Someone stole plants and damaged another Oct. 1
Gerlinde Smith, designer of Talent’s tiny park, shows Thursday where vandals removed plants. [Jamie Lusch / Mail Tribune]
Talent’s tiny jewel — dubbed the most minuscule park in the world at 374 square inches — was vandalized Oct. 1.
The culprit struck in broad daylight, stealing three of the five plants in the tiny garden, and lopping the branches off a fourth, according to a post on the Talent Garden Club’s Facebook page.
One of the park’s creators rode his bike past the park at 10 in the morning, and all was well, said Gerlinde Smith, chair of the Talent Bee City Committee and designer of the park.
“I was there at 2 in the afternoon. I go there every day to meditate, and I saw the plants were gone,” Smith said.
The plants had been dug out and the area around them smoothed out afterward, she said. The violation of the park’s intentions, and of nature itself, drove her away without meditating. Once she got home, she vented her grief by sobbing, she said.
“It has just touched the community very deeply,” she said. “We have had our collective grief, for sure. Some people are very angry. I don’t get angry; I only get a little melancholy.”
Three of the plants stolen, Lewisia, yellow-eyed grass and pussytoes, are rare native plants. They were dug out while the plant at the center of the little park, an unusual dwarf variety of mock orange (called ‘Illuminati Tower’), was stripped of its branches.
The sliced away branches could be used to propagate more of the plants, Smith said. The others were dug up as if the thief planned to replant them somewhere else.
“You know, I thought about art, how sometimes people see a piece of art and they decide rain, hail or shine they’re going to get it, even if they have to engage someone to steal it from a museum or something like that. And maybe this isn’t quite on that level, but it could be something like that, with plants of this caliber,” she said.
Her melancholy took a few days to pass, but now she has turned her attention to the future of the tiniest park in the world.
“I’ve just arrived back from Williams, where I picked up a replacement plant for the mock orange,” she said. “The people at Forestfarm Nursery are so sweet. The manager, his name is Greg, he said, ‘Don’t you charge her for the mock orange.’”
The pussytoes will come from her own garden. She can divide and propagate a new plant from one of her own. Shooting Star Nursery had a Lewisia plant. The yellow-eyed-grass could not be found as a plant start, so she ordered seed and will try to propagate it herself.

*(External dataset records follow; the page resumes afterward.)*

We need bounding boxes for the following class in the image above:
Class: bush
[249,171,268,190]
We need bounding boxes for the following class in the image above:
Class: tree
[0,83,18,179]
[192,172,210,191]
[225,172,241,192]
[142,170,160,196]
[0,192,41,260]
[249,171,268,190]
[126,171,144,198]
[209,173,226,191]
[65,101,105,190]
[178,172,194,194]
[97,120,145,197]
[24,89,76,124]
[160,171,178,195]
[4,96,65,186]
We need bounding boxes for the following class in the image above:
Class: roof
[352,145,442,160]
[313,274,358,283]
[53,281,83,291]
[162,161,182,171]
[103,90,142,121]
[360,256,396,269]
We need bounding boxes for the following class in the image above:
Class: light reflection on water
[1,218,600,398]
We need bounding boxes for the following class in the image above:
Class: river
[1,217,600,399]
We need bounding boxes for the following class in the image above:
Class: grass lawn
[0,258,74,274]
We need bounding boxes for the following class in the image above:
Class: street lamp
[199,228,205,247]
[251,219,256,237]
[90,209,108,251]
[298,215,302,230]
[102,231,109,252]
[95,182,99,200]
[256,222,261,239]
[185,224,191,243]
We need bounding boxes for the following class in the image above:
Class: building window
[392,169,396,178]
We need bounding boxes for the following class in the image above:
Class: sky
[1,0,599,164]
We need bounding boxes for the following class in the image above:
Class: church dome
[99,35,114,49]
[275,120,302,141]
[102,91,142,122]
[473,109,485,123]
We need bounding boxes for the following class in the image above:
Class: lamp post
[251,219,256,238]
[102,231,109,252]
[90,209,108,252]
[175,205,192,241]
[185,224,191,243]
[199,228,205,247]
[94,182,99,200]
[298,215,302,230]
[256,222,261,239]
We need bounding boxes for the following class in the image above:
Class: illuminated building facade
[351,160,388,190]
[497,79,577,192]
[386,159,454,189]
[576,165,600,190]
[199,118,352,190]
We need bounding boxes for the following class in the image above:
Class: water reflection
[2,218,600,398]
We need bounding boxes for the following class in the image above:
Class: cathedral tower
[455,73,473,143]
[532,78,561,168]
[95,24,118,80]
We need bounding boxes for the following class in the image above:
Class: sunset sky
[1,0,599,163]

Despite being native to the area, the plants are rare because they are hard to grow and are not found everywhere. The pussytoes are found only in craggy, rocky places at a little higher elevation.
In nature, the plants can make many seeds, which germinate slowly in cool soil through fall and winter, a process called “cold stratification.” Many of the seeds won’t sprout at all, making them difficult for gardeners to grow.
“The yellow-eyed grass is tough to propagate, but I have some experience with tough plants, so I don’t shy away,” she said.
The plants will not be replaced until a security camera is installed, Smith said.
The timeline is not known yet, but Smith was confident that Talent Mayor Darby Ayers-Flood and Public Works Director Bret Marshall are dedicated to restoring the tiny park as soon as possible.
Ayers-Flood referred to the theft as “a senseless violation.”
“It is particularly hard to understand when someone stomps on a delightful offering for the whole community. We are fortunate to have people like Gerlinde Smith, who loves Talent so much she is willing to try again,” Ayers-Flood said.
“Sooner or later it always comes back to whoever committed any kind of misdeed,” Smith said. “I don’t think people ever get away with that.”
Blue Heron Park in Phoenix, which was restored last year after being destroyed by the Almeda Fire, had Lewisia plants stolen too, said Smith, who also helped design that park.
Talent’s newest park was inspired by Portland’s tiny park, which held the title of “tiniest park” through the “Guinness Book of World Records“ since the 1970s. Ayers-Flood approached the Talent Bee City Committee last year and asked whether a tinier park was possible.
The park is a hexagon, inspired by the shape of honeycombs in beehives, and all the plants inside were carefully chosen to feed and attract pollinators. Talent was the second Bee City in the United States, a distinction available to cities devoted to conserving shrinking pollinator species.